Overblog
Suivre ce blog
Administration Créer mon blog
le cri du peuple

Articles récents

HELP TINA IS BACK (AU SECOURS TINA EST DE RETOUR)!!!

22 Novembre 2016 , Rédigé par le cri du peuple

Fillon c'est le charisme de Hollande, l'humour en moins,

et la politique de Sarkozy, Thatcher en plus.

La bonne surprise de la primaire de la droite et de la droite au centre fut sans aucun doute l'élimination de l'ex Prince Président du Pouvoir d'Achat du Président, malgré sa campagne très (extrème) droitiére calquée sur celle de Donald Trump (ton monde).

Et oui il ne suffit pas de s'affirmer haut et fort hors du système pour gagner. Surtout quand les résultats de l'élection étasunienne et du Brexit,étaient autant dus à un rejet des politiciens qu'à une adhésion aux projets.  Les Raymonds la Science sondageurs qui hantent et squattent les plateaux des médias, ne l'avaient pas vu ou prévu.

Enfin ne boudons pas notre plaisir et reprenons cette injonction comminatoire prononcée par l'interessé lui même en son temps "Casse toi pauvre con!!!"

Hélas notre joie sera de courte durée.

Si les électeurs de droite nous ont débarrassé de l'ex-chef de l'état c'était pour mieux imposer son très chaleureux et plaisantin ex-premier ministre.

De la personne du probable futur candidat désigné de la droite on ne sait pas grand chose.

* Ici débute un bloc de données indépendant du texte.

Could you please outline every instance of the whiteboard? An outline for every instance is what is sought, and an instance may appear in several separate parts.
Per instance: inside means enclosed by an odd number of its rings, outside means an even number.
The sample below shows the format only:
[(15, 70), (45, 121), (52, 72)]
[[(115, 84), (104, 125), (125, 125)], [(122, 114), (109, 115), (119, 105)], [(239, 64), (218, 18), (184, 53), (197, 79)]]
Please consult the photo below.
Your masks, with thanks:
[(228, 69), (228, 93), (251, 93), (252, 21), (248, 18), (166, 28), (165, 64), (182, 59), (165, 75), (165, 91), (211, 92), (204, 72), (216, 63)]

On sait qu'il aime les voitures et la vitesse comme Pompidou en son temps, qu'il est chrétien fils de notaire, marié à une Galloise et père de 5 enfants.

Mais ce qui nous intéresse ici ce n'est pas tant la personne mais le programme qu'il se propose de nous administrer s'il parvenait aux plus hautes fonctions.

Et là on peut dire que le remède risque d'être dur à avaler.

S'il fut proche de Séguin, qui doit peut être se retourner dans sa tombe, on peut dire que son orientation programmatique  aujourd'hui est plus inspirée par la dame de fer et son fameux TINA (There Is No Alternative -sous entendu au libéralisme) que par le Gaullisme social de son mentor.

Avec le programme économique de l'ex collaborateur de Sarkozy, on revient plus de trente ans en arrière. C'est libéralisme à tous les étages.

Ne vous trompez pas.

Derrière des mesures qui semblent certes douloureuses mais nécessaires comme disent les économistes patentés et pas tentants néo libéraux,  berniques des plateaux télévisuels, se cachent des raisons pas toujours avouables.

Retour 100 ans en arrière

Prenons par exemple la durée du temps de travail : avec Fillon c'est bien sûr la fin des 35 heures mais non pas pour revenir aux 39 heures mais pour aller jusqu'au 48 heures soit la durée légale du temps de travail en............1919.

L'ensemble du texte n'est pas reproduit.